While both drag-along and tag-along rights focus on shareholder participation in sales, they differ in their obligations. Tag-along rights provide minority shareholders with the option to sell their shares but do not mandate such action. This distinction can have significant implications for the terms of a merger or acquisition.

Real-world example

Celgene Corporation and Bristol-Myers Squibb Company merged in 2019, with Bristol-Myers Squibb purchasing Celgene for about $74 billion. Bristol-Myers Squibb owned 69% of the merged company’s shares, and converted Celgene stockholders held 31% of the shares. The minority Celgene shareholders received one Bristol-Myers share and $50 per Celgene share if they followed the deal and had no special choices.

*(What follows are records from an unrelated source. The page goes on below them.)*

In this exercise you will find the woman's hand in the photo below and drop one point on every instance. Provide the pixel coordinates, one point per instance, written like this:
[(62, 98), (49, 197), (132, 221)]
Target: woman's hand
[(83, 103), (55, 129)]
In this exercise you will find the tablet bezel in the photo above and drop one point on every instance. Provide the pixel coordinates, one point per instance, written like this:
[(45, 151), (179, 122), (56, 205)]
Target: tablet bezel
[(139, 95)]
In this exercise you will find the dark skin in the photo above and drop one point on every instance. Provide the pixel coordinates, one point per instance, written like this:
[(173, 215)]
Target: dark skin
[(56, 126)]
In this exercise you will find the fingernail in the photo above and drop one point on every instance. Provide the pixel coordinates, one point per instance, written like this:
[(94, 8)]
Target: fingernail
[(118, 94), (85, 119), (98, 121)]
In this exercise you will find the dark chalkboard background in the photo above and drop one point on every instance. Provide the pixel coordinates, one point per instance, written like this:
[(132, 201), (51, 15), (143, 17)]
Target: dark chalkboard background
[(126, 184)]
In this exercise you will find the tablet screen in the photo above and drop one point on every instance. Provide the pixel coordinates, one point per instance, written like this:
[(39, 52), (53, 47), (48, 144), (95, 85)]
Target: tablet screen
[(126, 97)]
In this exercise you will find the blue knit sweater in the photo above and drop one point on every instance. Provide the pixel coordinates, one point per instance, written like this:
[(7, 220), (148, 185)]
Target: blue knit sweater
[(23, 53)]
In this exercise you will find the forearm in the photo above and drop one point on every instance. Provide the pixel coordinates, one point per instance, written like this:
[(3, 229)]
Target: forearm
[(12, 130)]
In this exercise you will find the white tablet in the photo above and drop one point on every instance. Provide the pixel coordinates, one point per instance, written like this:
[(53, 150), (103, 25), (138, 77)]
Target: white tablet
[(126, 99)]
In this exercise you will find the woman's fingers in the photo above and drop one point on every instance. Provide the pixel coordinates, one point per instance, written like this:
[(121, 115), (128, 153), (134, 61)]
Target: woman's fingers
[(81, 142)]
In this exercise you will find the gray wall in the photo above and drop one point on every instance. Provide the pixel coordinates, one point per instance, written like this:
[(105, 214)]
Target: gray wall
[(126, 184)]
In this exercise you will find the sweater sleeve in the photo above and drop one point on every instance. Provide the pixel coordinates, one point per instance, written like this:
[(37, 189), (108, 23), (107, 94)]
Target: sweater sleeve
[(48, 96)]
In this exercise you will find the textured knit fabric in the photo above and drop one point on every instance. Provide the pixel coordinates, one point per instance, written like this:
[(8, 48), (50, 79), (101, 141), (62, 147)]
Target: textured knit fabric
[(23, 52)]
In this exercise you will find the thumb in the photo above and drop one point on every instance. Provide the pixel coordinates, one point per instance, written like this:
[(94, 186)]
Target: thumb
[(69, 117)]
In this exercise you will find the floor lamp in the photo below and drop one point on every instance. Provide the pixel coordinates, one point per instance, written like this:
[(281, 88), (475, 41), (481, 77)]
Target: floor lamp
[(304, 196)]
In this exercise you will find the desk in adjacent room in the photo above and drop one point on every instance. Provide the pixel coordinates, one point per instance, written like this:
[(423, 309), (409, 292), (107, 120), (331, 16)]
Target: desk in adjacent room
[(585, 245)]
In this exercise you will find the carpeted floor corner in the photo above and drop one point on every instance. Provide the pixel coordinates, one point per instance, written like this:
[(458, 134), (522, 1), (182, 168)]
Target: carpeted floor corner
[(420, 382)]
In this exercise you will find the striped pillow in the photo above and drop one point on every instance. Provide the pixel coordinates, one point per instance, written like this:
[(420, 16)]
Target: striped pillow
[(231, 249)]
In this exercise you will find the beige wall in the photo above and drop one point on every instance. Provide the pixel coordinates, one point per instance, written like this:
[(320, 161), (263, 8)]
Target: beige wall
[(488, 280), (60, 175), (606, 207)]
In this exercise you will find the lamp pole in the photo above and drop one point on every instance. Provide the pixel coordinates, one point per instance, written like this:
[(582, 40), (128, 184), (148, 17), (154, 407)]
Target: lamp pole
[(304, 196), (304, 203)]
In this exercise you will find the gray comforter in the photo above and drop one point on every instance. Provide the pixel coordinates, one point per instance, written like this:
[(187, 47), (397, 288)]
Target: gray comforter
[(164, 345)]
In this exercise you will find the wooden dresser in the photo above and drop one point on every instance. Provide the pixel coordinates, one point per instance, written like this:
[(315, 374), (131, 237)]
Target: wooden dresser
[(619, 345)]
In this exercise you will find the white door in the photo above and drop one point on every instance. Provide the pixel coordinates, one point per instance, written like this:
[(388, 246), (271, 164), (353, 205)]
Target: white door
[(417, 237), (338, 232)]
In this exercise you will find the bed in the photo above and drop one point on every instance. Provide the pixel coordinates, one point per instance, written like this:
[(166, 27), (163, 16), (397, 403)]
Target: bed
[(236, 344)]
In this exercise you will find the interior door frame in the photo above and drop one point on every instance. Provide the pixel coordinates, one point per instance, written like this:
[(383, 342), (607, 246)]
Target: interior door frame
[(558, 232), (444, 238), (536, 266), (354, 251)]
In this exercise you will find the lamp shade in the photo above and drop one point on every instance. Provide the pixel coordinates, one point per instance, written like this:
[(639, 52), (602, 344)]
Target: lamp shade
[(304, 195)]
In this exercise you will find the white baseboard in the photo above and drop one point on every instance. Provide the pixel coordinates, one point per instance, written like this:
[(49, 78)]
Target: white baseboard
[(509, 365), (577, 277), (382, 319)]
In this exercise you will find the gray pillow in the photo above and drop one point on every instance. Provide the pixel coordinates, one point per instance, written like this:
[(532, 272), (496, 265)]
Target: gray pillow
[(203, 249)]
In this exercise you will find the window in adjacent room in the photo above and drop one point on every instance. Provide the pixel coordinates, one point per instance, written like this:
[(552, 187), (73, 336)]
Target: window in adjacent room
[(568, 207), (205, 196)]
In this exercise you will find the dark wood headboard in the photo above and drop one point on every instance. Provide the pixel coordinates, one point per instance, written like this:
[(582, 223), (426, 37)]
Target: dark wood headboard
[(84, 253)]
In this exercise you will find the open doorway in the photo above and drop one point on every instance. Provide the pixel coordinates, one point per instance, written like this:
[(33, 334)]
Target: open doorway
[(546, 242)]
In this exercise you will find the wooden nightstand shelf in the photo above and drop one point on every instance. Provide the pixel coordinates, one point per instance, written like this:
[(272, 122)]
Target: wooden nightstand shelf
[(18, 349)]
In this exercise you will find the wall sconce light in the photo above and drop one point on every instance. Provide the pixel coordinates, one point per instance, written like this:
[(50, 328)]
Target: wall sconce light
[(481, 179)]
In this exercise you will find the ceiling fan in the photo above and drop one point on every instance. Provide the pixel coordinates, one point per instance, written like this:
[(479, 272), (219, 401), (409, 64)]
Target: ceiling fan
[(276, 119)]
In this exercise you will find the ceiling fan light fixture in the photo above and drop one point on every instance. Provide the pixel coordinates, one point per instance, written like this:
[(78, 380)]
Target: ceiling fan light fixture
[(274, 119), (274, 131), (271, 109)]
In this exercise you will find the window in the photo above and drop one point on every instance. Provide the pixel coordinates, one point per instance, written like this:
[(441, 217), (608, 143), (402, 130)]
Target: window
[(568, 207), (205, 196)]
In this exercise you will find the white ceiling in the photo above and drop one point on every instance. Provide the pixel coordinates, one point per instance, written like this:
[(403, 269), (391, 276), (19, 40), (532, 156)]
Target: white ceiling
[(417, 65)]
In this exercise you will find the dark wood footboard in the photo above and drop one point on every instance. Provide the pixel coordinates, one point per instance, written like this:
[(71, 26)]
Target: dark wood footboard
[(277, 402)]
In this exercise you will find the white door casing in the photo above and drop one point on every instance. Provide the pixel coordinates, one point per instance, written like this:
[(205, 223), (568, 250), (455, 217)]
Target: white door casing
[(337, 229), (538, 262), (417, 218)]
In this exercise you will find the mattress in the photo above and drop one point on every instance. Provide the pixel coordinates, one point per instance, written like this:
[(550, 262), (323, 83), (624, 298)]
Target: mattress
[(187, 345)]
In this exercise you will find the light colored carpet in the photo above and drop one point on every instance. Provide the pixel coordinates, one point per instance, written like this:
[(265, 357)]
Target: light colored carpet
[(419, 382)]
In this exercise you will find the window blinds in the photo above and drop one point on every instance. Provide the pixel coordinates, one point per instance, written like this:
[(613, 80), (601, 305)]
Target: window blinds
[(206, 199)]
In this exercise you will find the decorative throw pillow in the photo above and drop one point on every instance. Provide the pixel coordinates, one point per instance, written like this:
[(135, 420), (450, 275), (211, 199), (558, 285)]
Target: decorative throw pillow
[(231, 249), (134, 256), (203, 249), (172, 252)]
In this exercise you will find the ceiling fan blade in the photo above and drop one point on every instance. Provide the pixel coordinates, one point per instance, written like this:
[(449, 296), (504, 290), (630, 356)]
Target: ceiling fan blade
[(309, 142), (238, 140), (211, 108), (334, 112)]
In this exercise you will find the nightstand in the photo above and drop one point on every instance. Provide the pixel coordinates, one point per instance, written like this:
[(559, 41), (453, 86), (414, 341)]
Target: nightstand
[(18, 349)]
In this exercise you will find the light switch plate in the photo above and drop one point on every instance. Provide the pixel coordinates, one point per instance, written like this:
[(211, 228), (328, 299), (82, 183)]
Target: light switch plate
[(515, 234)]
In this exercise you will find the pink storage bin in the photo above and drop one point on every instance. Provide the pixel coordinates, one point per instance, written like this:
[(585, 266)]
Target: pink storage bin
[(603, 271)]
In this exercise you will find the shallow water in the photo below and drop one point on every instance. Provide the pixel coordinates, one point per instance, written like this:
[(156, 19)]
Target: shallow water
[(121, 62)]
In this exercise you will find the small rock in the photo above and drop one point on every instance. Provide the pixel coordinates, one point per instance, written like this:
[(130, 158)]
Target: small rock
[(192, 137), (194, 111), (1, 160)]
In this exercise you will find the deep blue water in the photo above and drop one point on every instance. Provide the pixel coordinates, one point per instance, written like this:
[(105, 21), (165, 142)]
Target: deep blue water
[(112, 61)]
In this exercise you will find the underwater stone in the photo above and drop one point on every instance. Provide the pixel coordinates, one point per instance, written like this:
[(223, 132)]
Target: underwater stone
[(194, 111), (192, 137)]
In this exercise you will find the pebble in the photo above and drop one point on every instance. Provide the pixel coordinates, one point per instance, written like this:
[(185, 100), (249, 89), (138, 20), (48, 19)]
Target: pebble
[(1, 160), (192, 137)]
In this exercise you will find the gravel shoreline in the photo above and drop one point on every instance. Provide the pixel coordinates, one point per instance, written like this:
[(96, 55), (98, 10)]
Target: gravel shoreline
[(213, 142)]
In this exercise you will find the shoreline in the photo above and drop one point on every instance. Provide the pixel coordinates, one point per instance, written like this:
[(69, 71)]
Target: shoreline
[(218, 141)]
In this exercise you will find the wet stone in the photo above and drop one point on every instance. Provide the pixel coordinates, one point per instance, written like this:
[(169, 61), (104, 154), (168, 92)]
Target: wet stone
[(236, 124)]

In this case, the Celgene shares were delisted, and minority shareholders had no alternative options. But if the shares had not been taken off the market, drag-along and tag-along rights might have come into play. Minority shareholders may have been unable to secure special share rights under a different class structure due to drag-along rights.

The bottom line

Drag-along rights are a crucial tool in ensuring the smooth sale of a company, providing majority shareholders with the authority to include minority shareholders in the transaction. These rights have benefits for both majority and minority shareholders, and their proper execution is essential for their effectiveness. Understanding the nuances of drag-along rights can be valuable in various business scenarios.

Frequently asked questions

Are drag-along rights common in merger agreements?

Drag-along rights can be found in merger agreements, especially when majority shareholders want to ensure a seamless sale process.

How do drag-along rights benefit minority shareholders?

Drag-along rights ensure that minority shareholders receive the same terms and conditions as majority shareholders, potentially leading to more favorable sales terms.

What’s the difference between drag-along and tag-along rights?

While both focus on shareholder participation in sales, drag-along rights mandate the sale, while tag-along rights offer the option to sell without obligation.

Key takeaways

  • Drag-along rights empower majority shareholders to compel minority shareholders to participate in a company sale.
  • These rights ensure that minority shareholders receive equal terms and conditions, potentially benefiting them.
  • Drag-along rights differ from tag-along rights, which provide an option but don’t mandate a sale.
  • Proper communication and adherence to procedures are essential to enforcing drag-along rights.
  • In some cases, drag-along rights may be more common in agreements involving private companies.